We should be approaching the 25th anniversary of Windows. IIRC Windows 3.0 came out in 89 or 90. It didn’t perform very well and 3.1 is the version that really sold. Especially Windows for Workgroups which had Networking except for TCP/IP. Microsoft screwed up there and didn’t include it. Microsoft had their own networking protocols that no one liked. We installed TCP/IP on every pc at my job.
Remember creating PIF files to run DOS software in Win 3.0? There was a period when the DOS programs had no support for Windows. That quickly changed in Win 3.1 It came with pif files for the popular word processors, spreadsheets, databases etc.
Has Microsoft said anything about celebrating the 25th anniversary of Windows?
Firefox is celebrating their 10th anniversary right now. They’re pretending Netscape never happened.
:eek: I had no idea there ever was a release of Win 1 orWin 2. I certainly never saw it… I bought my first PC in 86 and it came with DOS 2.2. No mouse, no hard drive, and certainly no windows.
Win 3.0 is the one I first saw and it came out in 1990. My dept bought 5 Zenith 386’s with Win 3.0 preinstalled.
I played around a little with Windows 1 and 2, but this was well after Windows 3 came out. You are correct that Windows 3.1 is where things really took off. Not very many people used Windows before then. I used Windows 3.0 for a while and there wasn’t that much of a difference between 3.0 and 3.1 at least from a look and feel point of view. Windows 3.1 obviously had some added capabilities but I didn’t really need any of them at the time. Before Windows 3 I just used Dos. I didn’t have any need for Windows.
Windows 1 and 2 were more like Dos shells than real user interfaces.
Microsoft celebrated the Windows 25th anniversary back in 2000:
I remember pif files. I guess that makes me an old fart. I also remember NetBUI, as much as I would like to forget it.
ETA: I actually started out on punch cards, then went to the TRS-80, then Commodore computers, then PC. That Windows stuff was new-fangled tech.
I got a computer for high school graduation the summer of 1992 that came with Windows 3.0. It was an IBM PS/2 and it was originally configured to launch on boot into a very simple IBM program manager, of which, Windows 3.0 was an option. I “upgraded” from the PC DOS that it shipped with to DOS 6.22 down the way and that blew away the autoboot to the IBM program manager. All through school I used that computer with 3.0 but for most of my college years “Windows” meant 3.11 (Windows for Workgroups), which was the first Windows with built-in networking support.
Got to see/work with a beta version Windows “Chicago” (95) during a summer job while in school. Memorable moment!
I guess Microsoft just celebrates their company anniversary. I would have thought the launch of windows was worth making a fuss over too. Maybe even issue a 30th year anniversary edition of Windows.

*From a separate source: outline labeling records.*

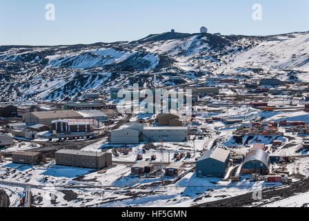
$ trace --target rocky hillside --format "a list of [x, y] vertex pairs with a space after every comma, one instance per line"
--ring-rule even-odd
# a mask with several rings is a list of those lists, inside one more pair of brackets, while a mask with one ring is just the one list
[[[216, 75], [306, 81], [309, 32], [255, 37], [166, 32], [134, 41], [0, 46], [0, 100], [69, 100], [109, 88], [156, 88]], [[171, 81], [170, 76], [183, 76]]]

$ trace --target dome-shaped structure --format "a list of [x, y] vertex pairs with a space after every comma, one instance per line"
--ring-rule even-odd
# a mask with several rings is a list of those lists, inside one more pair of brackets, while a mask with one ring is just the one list
[[199, 30], [201, 31], [201, 33], [207, 33], [207, 31], [208, 30], [207, 29], [207, 28], [203, 26], [201, 28], [201, 29]]
[[270, 159], [268, 154], [261, 150], [250, 151], [241, 165], [241, 173], [251, 174], [257, 172], [260, 174], [268, 174], [270, 166]]

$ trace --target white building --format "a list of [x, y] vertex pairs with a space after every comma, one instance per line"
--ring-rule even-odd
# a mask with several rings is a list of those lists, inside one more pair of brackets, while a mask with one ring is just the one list
[[139, 144], [143, 124], [129, 123], [110, 131], [110, 143], [113, 144]]
[[186, 126], [144, 127], [142, 140], [150, 142], [183, 142], [188, 141]]
[[0, 146], [10, 146], [13, 144], [13, 138], [10, 136], [0, 135]]
[[182, 142], [188, 141], [188, 127], [144, 127], [143, 124], [130, 123], [112, 131], [110, 143], [139, 144], [148, 142]]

I’m still surprised that Windows 3.11 succeeded. It was painfully slow on a 386. I recall we didn’t try to run Word Perfect or Lotus under windows. Just too slow. It was much less hassle running them under DOS. We only started windows when it was needed. Nearly all my programs then were DOS. I even had a DOS menu shell. My pc booted up with that Menu Shell that listed all the programs. I could arrow up and down to start up any program I wanted or exit out to the DOS prompt. I can recall asking friends,* why do we need windows*?
We sold a Windows database product. I guess it would have been mostly on WFW 3.11, but I don’t remember much before Win95.
It was slow and demanding and sometimes crashed. It would take more than an hour to run a critical end-of-month report.
It replaced spreadsheet based systems where people took all week to create a critical end-of-month report, where you started on your end-of month process 3 weeks before the end of month, where your end-of-month process only came around once every month because it took a month to do the calculations and presentation, report to the board of directors, then clean up, do any other odd jobs, and start over again.
Windows 3 was a graphical user interface, which people liked. But it was also a memory management system and a printer management system, which made it possible to create generic programs that didn’t have to have dedicated screen support for every new graphics card, and dedicated printer support for every new printer.
Our users paid for the GUI wordprocessor, and the GUI spreadsheet, and the GUI database system, and the GUI program manager. Those things didn’t make less work: like our system, they made it possible to do things that were not possible before.
Win 95 was the first one that was really functional, as far as I am concerned. And Win XP was the most functional of all. It’s been downhill since there.
No I don’t recall pif files. Probably just as well. I do remember unnumbered IBM-DOS. It was retronamed 1.0 when DOS 1.05 came out. The most functional implementation of DOS was 6.1 and then I went to Windows. Incidentally all the Windows before Win-2000 were just shells on DOS. Since then the underlying OS has been NT and the “command prompt” is just an imitation of DOS, but there is no DOS underneath.